Making sure "update" is called before iterating the "stream"

We (@Jpetiot and I) are currently working on a pyannote recipe to perform interactive speaker diarization.

For reasons that I can further explained if needed, we need the model in the loop (basically, a numpy array containing speaker embeddings) to be updated after every human annotation in the update callback. To do so, we went with batch_size = 1 and instant_submit = True.

However, it appears that Prodigy calls next(stream) before calling update (or maybe the latter is done asynchronously because this behavior is apparently not deterministic):

task = next(stream)
answer = manual_annotation(task)
task = next(stream)  # <-- sometimes called before `update`
update([answer])    

Is there way to enforce the following sequence of actions?

task = next(stream)
answer = manual_annotation(task)
update([answer])  # <-- before calling subsequent `next(stream)`
task = next(stream)
answer = manual_annotation(task)
update([answer])
...

Thanks!

Hervé.

Yeah, this is all async. At the moment, there's no guarantee that the update is called before the next batch is requested because those two calls are separate and we're not blocking on update. So if executing the callback takes longer, Prodigy might send out the next batch first.

Out of curiosity, why is it a must that the model update immediately after you label data? I might be able to suggest a "hack" if I understand your situation better.
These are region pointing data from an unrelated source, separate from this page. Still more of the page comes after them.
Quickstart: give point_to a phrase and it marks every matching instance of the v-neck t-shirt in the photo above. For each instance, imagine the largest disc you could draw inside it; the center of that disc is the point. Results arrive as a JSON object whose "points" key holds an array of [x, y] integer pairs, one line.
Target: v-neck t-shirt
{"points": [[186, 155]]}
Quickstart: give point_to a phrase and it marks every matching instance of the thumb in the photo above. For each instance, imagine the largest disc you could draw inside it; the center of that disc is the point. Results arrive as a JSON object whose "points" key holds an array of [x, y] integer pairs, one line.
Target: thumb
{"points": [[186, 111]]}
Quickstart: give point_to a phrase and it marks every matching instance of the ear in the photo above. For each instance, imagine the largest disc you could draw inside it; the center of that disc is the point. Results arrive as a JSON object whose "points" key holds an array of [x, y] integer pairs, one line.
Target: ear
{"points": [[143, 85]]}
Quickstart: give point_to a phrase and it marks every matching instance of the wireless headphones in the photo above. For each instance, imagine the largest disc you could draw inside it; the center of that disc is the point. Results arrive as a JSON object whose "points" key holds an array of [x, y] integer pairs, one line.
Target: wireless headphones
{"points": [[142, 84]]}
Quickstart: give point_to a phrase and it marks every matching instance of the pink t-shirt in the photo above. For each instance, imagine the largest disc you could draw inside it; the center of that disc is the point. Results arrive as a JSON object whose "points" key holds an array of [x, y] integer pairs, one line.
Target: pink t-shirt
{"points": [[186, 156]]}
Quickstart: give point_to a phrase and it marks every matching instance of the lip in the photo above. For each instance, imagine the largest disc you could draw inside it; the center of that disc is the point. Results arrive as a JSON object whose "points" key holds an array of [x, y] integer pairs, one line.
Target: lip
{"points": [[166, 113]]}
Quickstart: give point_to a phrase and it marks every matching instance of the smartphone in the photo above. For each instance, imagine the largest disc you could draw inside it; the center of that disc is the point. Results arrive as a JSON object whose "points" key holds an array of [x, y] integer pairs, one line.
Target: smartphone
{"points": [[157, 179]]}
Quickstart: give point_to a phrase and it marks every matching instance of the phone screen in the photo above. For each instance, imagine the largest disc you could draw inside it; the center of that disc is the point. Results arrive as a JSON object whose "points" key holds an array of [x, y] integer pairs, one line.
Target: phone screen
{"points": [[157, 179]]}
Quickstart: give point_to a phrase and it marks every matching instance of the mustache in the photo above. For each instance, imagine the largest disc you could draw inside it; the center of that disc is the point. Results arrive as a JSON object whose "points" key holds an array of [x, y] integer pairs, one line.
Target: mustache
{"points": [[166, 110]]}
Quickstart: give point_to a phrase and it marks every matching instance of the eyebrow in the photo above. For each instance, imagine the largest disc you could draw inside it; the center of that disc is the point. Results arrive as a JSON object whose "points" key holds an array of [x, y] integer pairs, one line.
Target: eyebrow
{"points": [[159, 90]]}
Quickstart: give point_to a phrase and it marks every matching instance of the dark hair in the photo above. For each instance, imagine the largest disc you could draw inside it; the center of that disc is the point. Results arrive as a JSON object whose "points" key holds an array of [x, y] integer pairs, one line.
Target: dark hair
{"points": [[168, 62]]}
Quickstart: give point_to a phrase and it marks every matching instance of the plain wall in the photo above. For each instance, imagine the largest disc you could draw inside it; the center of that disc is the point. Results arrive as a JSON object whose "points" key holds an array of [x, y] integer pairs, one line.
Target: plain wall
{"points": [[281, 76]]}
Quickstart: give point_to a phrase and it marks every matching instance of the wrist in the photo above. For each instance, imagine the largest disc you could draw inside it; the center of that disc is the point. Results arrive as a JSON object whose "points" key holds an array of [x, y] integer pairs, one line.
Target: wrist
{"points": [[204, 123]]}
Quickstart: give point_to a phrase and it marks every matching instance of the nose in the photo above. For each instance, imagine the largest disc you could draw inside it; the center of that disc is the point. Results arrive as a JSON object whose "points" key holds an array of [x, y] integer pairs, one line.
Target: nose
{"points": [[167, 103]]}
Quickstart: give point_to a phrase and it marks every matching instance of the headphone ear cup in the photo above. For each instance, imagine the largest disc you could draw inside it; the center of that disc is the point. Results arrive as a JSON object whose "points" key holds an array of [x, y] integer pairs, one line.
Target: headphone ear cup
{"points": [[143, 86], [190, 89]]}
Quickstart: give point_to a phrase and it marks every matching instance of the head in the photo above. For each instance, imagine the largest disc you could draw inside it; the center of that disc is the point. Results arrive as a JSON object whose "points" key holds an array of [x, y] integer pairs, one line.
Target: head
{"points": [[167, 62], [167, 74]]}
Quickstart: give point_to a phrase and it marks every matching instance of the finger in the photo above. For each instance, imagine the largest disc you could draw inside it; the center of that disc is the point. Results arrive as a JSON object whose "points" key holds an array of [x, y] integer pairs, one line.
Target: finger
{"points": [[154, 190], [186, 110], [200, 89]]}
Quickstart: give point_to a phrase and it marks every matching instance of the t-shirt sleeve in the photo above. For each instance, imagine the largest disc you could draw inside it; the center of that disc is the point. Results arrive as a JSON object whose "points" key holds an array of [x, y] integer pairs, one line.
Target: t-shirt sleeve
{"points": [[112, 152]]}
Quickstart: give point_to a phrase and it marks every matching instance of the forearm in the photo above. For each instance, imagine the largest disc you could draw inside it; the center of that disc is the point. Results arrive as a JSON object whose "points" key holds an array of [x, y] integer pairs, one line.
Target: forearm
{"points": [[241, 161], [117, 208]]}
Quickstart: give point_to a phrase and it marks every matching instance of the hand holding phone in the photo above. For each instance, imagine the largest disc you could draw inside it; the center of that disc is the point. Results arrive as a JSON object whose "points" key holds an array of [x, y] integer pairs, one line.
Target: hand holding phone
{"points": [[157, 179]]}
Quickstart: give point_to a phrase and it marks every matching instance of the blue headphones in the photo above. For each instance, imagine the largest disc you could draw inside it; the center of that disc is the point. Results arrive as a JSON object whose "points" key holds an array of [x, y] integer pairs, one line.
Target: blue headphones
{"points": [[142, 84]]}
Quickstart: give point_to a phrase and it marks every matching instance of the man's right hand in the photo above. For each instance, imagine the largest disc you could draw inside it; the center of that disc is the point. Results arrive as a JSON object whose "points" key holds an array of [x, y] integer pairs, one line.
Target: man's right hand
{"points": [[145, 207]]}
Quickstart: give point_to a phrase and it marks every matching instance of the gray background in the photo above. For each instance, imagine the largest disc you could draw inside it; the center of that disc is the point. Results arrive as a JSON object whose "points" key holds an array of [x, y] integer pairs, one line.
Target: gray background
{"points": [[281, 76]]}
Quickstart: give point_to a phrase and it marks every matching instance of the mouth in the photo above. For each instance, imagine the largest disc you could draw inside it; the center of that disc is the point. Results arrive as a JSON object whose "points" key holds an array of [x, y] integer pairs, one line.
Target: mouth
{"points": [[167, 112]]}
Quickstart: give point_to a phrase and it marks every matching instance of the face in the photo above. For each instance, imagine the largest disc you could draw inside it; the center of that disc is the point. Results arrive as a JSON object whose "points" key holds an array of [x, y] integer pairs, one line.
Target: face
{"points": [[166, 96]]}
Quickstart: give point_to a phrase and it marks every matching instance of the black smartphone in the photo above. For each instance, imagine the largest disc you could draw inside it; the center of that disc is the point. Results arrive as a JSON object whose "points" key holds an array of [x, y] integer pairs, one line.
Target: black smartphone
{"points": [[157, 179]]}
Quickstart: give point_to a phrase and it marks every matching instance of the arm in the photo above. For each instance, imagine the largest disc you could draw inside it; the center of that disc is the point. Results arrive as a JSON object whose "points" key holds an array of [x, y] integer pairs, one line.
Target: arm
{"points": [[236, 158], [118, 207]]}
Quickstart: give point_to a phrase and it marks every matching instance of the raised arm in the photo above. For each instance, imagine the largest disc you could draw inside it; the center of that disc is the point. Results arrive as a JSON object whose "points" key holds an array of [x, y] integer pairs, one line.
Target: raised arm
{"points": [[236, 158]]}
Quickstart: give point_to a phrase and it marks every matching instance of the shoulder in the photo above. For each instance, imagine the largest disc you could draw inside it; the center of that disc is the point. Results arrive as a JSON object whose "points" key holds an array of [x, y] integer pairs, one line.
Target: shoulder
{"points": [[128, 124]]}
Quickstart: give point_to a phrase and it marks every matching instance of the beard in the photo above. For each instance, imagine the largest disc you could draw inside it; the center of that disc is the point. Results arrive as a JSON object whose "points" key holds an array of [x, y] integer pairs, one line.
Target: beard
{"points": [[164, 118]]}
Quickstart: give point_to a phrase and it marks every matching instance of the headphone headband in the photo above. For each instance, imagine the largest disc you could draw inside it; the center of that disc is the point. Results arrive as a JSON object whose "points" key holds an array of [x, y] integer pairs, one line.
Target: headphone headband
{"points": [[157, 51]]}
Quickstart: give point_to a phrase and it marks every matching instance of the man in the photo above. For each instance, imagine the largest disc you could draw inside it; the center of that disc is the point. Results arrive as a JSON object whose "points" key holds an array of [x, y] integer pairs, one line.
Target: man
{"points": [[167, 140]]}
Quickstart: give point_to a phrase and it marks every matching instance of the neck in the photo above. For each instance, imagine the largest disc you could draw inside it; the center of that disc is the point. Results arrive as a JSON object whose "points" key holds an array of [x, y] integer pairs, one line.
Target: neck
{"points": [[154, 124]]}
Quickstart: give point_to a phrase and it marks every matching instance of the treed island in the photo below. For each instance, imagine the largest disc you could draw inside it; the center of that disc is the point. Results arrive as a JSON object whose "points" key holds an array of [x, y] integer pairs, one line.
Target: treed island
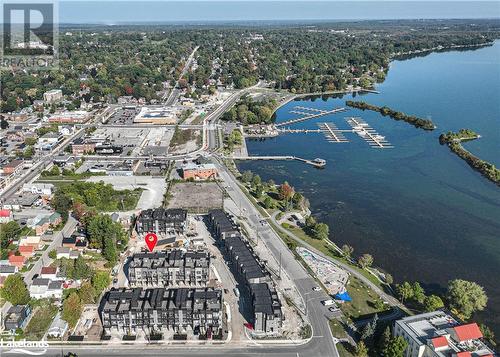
{"points": [[454, 140]]}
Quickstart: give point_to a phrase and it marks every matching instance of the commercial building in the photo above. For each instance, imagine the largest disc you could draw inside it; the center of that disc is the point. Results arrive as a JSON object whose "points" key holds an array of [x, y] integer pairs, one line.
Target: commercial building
{"points": [[81, 147], [129, 311], [74, 117], [250, 271], [172, 268], [162, 221], [438, 334], [52, 96], [222, 225], [156, 115], [198, 172], [45, 288]]}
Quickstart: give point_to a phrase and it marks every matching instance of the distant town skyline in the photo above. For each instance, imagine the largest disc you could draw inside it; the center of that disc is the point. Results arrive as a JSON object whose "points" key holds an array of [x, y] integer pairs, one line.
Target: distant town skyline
{"points": [[115, 12]]}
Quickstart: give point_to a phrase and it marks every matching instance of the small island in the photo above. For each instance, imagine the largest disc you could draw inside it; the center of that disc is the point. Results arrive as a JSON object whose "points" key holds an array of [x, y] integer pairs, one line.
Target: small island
{"points": [[453, 140], [417, 122]]}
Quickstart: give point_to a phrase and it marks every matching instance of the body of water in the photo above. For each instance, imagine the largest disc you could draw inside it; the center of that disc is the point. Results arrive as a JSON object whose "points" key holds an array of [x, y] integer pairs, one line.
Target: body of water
{"points": [[421, 211]]}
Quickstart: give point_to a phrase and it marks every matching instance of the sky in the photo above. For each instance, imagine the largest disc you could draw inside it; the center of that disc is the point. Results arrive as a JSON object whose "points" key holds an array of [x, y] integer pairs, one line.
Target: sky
{"points": [[115, 12]]}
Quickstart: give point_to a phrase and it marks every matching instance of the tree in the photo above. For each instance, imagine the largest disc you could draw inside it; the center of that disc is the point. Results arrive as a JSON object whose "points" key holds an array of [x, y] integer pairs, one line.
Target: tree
{"points": [[285, 192], [418, 292], [61, 203], [365, 261], [432, 303], [256, 181], [8, 232], [81, 269], [466, 297], [395, 347], [100, 281], [87, 293], [321, 231], [246, 176], [268, 202], [404, 291], [389, 279], [72, 309], [15, 291], [361, 350], [53, 254], [347, 250]]}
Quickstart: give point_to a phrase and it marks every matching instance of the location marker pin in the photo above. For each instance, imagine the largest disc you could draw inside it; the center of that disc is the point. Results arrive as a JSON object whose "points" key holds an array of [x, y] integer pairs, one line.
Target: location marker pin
{"points": [[151, 240]]}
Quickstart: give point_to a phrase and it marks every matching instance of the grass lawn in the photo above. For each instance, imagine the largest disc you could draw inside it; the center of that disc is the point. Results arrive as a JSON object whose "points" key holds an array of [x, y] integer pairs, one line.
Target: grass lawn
{"points": [[362, 299], [40, 322]]}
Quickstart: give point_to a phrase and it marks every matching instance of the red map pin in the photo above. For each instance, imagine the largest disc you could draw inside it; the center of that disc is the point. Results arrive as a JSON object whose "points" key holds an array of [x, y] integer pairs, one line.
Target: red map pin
{"points": [[151, 240]]}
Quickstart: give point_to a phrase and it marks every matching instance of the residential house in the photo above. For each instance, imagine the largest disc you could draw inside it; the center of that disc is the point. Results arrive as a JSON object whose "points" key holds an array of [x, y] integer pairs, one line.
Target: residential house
{"points": [[5, 215], [172, 268], [161, 221], [17, 317], [17, 261], [159, 310], [26, 250]]}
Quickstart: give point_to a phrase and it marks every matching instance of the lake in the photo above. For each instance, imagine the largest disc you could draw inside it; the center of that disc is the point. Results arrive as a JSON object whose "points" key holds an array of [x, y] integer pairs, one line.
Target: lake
{"points": [[421, 211]]}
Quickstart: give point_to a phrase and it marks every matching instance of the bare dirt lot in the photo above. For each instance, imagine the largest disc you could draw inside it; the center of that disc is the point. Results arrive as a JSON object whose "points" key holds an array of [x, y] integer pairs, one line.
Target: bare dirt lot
{"points": [[195, 197]]}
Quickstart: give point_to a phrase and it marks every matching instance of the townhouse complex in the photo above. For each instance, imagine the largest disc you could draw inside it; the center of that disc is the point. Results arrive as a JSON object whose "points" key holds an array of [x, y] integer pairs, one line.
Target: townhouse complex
{"points": [[268, 315], [171, 268], [438, 334], [162, 221], [158, 310]]}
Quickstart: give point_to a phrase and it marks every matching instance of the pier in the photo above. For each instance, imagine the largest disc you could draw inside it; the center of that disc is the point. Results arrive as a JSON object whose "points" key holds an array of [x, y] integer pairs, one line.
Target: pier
{"points": [[365, 131], [316, 162], [311, 113]]}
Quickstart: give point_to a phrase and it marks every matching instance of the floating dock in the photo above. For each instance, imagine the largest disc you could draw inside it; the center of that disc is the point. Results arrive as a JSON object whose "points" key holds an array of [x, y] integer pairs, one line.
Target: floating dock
{"points": [[316, 162], [370, 135], [307, 114]]}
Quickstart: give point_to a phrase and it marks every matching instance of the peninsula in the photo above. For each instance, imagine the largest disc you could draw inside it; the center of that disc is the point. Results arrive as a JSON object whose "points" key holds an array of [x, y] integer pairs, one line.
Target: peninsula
{"points": [[417, 122]]}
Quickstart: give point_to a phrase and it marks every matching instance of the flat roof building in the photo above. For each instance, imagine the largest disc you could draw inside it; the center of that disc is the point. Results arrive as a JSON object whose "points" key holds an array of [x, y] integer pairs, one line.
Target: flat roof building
{"points": [[129, 311], [172, 268], [438, 334]]}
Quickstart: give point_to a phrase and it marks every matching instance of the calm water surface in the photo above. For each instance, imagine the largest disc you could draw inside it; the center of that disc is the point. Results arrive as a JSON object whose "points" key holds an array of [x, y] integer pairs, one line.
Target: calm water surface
{"points": [[421, 211]]}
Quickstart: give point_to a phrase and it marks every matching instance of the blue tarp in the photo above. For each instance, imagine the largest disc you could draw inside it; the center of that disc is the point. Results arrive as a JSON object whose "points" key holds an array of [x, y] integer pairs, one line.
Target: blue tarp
{"points": [[343, 296]]}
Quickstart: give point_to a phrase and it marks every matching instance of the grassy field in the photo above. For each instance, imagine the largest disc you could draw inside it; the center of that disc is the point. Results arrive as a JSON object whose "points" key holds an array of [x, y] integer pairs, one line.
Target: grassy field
{"points": [[40, 322]]}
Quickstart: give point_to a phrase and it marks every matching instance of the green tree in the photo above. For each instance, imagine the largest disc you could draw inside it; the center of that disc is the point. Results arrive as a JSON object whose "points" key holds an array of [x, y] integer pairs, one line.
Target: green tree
{"points": [[100, 281], [432, 303], [53, 254], [246, 176], [256, 181], [72, 309], [395, 347], [321, 231], [15, 291], [466, 297], [365, 261], [268, 202], [87, 293], [404, 291], [347, 250], [418, 292], [361, 350]]}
Thanks for your answer... though this is exactly what I was afraid of :slight_smile:

A bit of context. Speaker diarization is the process of partitioning an input audio stream into homogeneous segments according to the speaker identity. This is not a speaker recognition task as we do not care about the actual identity of the speaker -- we just want to assign the same label (e.g. SPEAKER_A, SPEAKER_B, ...) to every speech turn of the same speaker. In machine learning jargon, it can be seen as a clustering task rather than a classification task.

Our current solution. Because audio recording can be very long, it does not make much sense to show the whole recording at once to the annotators -- this would make each task unbearably difficult. Instead, we model the problem as an online clustering task where the audio is presented to the annotator in short (10s or so) chunks in chronological order. For the first chunk, the annotator does the job on their own. But starting as early as the second chunk, it is pre-annotated by assigning speech turns to the most similar speaker from the previous chunks, based on speaker embeddings computed in update.

Why update needs to be called synchronously? The annotator also has the option to decide that the current chunk contains a speaker that has never been heard before. This is where having update behave as described in the original issue is critical. The new speaker must exist in the internal set of speaker embeddings to be recognized in the subsequent chunk. We cannot wait for a few chunks to pass to start recognizing this new speaker (or this would result in this new speaker being incorrectly split into two new speakers).

A "hack" we thought about was to actually use validate_answer instead of update for that purpose but this does not feel right (even though it would certainly solve our problem) and an option to make update blocking would be a great addition.

Given your situation, I think exploring validate_answer certainly makes sense. But I agree that it's a bit hacky.

Part of me is also wondering if you can perhaps split up the labelling task into two batches. The first batch might include the segments of the first 10 seconds of each audio clip. When you receive enough of these you can use them to pre-fill segments that follow, which creates the second batch.

I'm mentioning this because I have found that a "semi-active"/"offline"/"batch" approach to labelling can sometimes be very pragmatic. I can imagine that if you have an audio segment of 20 minutes that, after labelling the 1st 10 seconds, you might just want to run a batch job to pre-fill the rest of the audio segment. It would be some manual labour to run the batch job in between. But given long enough sequence of audio, it might still be fine.

Thanks.

Part of me is also wondering if you can perhaps split up the labelling task into two batches. The first batch might include the segments of the first 10 seconds of each audio clip. When you receive enough of these you can use them to pre-fill segments that follow, which creates the second batch.

This would also have the side effect that annotators would somehow loose context.
Identifying speakers by their voice is already quite complex, you don't want to expose them to multiple conversations at once.

Also, this won't work in our use case for two main reasons:

  1. a speaker may appear later in the conversation (i.e. in the second batch)
  2. we have other constraints that only allow one conversation at a time

But, I'll keep this idea in mind for later recipes -- I am sure it might prove useful in other situations.

So: validate_answer it is, then...

... until update can be made synchronous through a configuration flag?
Is this something the Prodigy team would even consider?